Bewertung:

Das Buch „Cinderella's Sisters: A Revisionist History of Footbinding“ von Dorothy Ko bietet eine umfassende und akademische Untersuchung der Fußbindepraxis in China, in der der historische Kontext, die kulturelle Bedeutung und die Perspektiven der Frauen, die diese Praxis erlebt haben, beleuchtet werden. Obwohl das Buch aufschlussreich und gut recherchiert ist, empfinden einige Leser es als zu akademisch, zu dicht und zu wenig erzählerisch. Die Reaktionen auf den Schreibstil und die Gliederung des Inhalts sind gemischt: Einige schätzen die vielen Details, andere finden die Darstellung langweilig. Insgesamt ist das Buch ein wertvolles Hilfsmittel für diejenigen, die sich intensiv mit der Geschichte der chinesischen Frauen und der Komplexität des Fußbindens befassen, auch wenn es für Gelegenheitsleser, die ein leichteres oder visuelles Erlebnis suchen, nicht unbedingt geeignet ist.

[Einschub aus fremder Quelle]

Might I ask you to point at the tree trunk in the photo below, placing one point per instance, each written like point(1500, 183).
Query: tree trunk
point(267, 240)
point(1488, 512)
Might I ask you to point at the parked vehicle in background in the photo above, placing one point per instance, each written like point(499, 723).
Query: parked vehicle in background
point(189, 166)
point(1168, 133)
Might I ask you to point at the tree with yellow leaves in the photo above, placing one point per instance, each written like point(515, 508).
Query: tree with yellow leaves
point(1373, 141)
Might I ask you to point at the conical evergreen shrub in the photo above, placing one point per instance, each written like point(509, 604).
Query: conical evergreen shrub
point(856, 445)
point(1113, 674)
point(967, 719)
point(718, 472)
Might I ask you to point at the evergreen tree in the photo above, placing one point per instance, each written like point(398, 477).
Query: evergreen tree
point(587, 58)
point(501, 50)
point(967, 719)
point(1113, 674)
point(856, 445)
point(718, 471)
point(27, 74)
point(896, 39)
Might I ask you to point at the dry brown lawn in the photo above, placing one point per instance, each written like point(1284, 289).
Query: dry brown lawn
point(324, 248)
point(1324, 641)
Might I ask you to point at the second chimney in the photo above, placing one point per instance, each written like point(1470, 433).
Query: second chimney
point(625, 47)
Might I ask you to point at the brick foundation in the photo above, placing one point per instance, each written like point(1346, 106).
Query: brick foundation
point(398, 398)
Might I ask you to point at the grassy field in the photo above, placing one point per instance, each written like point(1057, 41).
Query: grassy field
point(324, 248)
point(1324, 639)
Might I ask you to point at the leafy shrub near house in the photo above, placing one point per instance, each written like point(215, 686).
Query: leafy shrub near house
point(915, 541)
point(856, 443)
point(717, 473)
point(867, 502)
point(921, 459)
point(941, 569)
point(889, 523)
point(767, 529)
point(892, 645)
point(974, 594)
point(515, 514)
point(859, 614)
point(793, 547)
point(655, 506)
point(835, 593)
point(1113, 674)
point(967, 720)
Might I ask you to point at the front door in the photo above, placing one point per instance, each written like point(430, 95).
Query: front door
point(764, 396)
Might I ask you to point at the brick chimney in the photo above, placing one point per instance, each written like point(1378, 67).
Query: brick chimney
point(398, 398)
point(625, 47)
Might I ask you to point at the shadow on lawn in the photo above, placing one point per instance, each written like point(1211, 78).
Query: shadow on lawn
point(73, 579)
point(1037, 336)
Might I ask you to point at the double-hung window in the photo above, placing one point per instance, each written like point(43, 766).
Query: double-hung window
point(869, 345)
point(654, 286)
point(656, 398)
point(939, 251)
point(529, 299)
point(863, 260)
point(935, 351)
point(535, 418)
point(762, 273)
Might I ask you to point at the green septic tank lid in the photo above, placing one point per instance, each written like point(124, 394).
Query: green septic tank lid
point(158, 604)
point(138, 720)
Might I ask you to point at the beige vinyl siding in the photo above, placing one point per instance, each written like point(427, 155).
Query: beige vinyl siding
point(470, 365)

Vorteile:⬤ Eingehende Erforschung des Fußbindens
⬤ aufschlussreiche Perspektiven
⬤ reichhaltiger historischer Kontext
⬤ gut recherchiert
⬤ bietet einen einzigartigen Blick auf die Erfahrungen von Frauen
⬤ bietet viele wissenschaftliche Referenzen
⬤ lesbarer Stil für ein akademisches Werk.
⬤ Extrem akademisch und dicht
⬤ wurde als zu lehrbuchartig empfunden
⬤ einige Leser fanden es langweilig und schwer, sich damit zu beschäftigen
⬤ Kritik wegen mangelnder Konzentration auf den eigentlichen Prozess des Fußbindens
⬤ Organisation kann einige Leser verwirren.
(basierend auf 19 Leserbewertungen)
Cinderella's Sisters: A Revisionist History of Footbinding
Die Geschichte des Fußbindens ist voll von Widersprüchen und unerwarteten Wendungen. Die Praxis hat ihren Ursprung in der Tanzkultur des mittelalterlichen chinesischen Hofes und verbreitete sich in Adelsfamilien, Bordellen, Dienstmädchenvierteln und bäuerlichen Haushalten.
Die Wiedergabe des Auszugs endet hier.